Colonial Quills: Lemon Tart: (Contributed by Susan Craft)
Take six large lemons, rub them well in salt, put them into salt and water and let them rest 2 days, change them daily in fresh water, 14 days, then cut slices and mince as fine as you can and boil them 2 or 3 hours till tender, then take 6 pippins (apples) pare, quarter and core them, boil in 1 pint fair water till the pippins break, then put the half of the pippins, with all the liquor to the lemon, and add one pound sugar, boil all together one quarter of an hour, put into gallipot (small earthen pot) and squeeze thereto a fresh orange, one spoon of which, with a spoon of the pulp of the pippin, laid into a thin royal paste, laid into small shallow pans or saucers, brushed with melted butter, and some superfine sugar sifted thereon, with a gently baking, will be very good.
N.B. pastry pans, or saucers, must be buttered lightly before the paste is laid on.

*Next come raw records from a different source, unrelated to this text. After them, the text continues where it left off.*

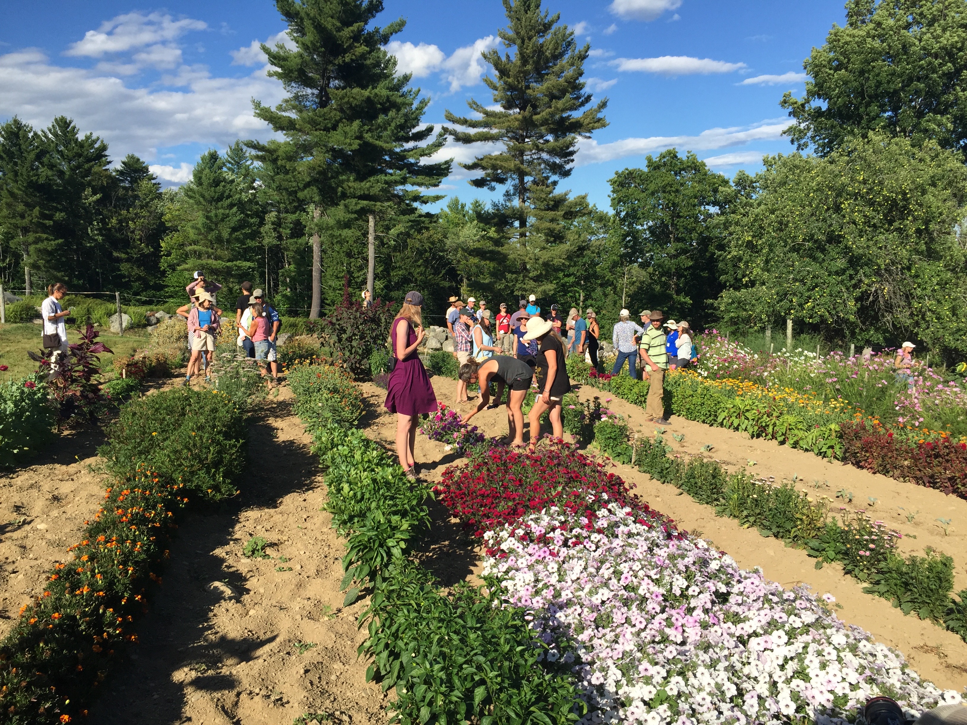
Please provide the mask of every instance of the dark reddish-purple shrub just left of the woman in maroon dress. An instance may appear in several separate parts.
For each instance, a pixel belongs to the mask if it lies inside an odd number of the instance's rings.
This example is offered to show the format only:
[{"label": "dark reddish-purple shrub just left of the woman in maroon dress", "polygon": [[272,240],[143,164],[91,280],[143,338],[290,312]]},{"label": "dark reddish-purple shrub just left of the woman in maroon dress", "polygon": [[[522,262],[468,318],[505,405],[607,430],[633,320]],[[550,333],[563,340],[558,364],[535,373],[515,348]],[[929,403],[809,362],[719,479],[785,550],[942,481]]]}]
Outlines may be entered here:
[{"label": "dark reddish-purple shrub just left of the woman in maroon dress", "polygon": [[357,378],[368,377],[369,356],[385,344],[395,310],[394,305],[380,300],[368,307],[339,304],[319,321],[319,334],[339,364]]}]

If glass or China be used, have only a top crust you can garnish with cut paste, like a lemon pudding or serve on a paste.
This recipe is taken from First American Cookbook – A Facsimile of American Cookery, 1796 by Amelia Simmons.
Susan Craft is the author of The Chamomile, a historic, romantic suspense, a SIBA “Okra Pick”
Published by: Ingalls Publishing Group
Date: November 2011
Susan Craft is also the author of three books: A Perfect Tempest, The Chamomile, as well as Laurel, the sequel to the Chamomile, which will be published November 2012 books. Her website is http://www.susanfcraft.com
I won a copy of The Chamomile on Colonial Quills. Thanks!
My goodness! Two weeks to make dessert.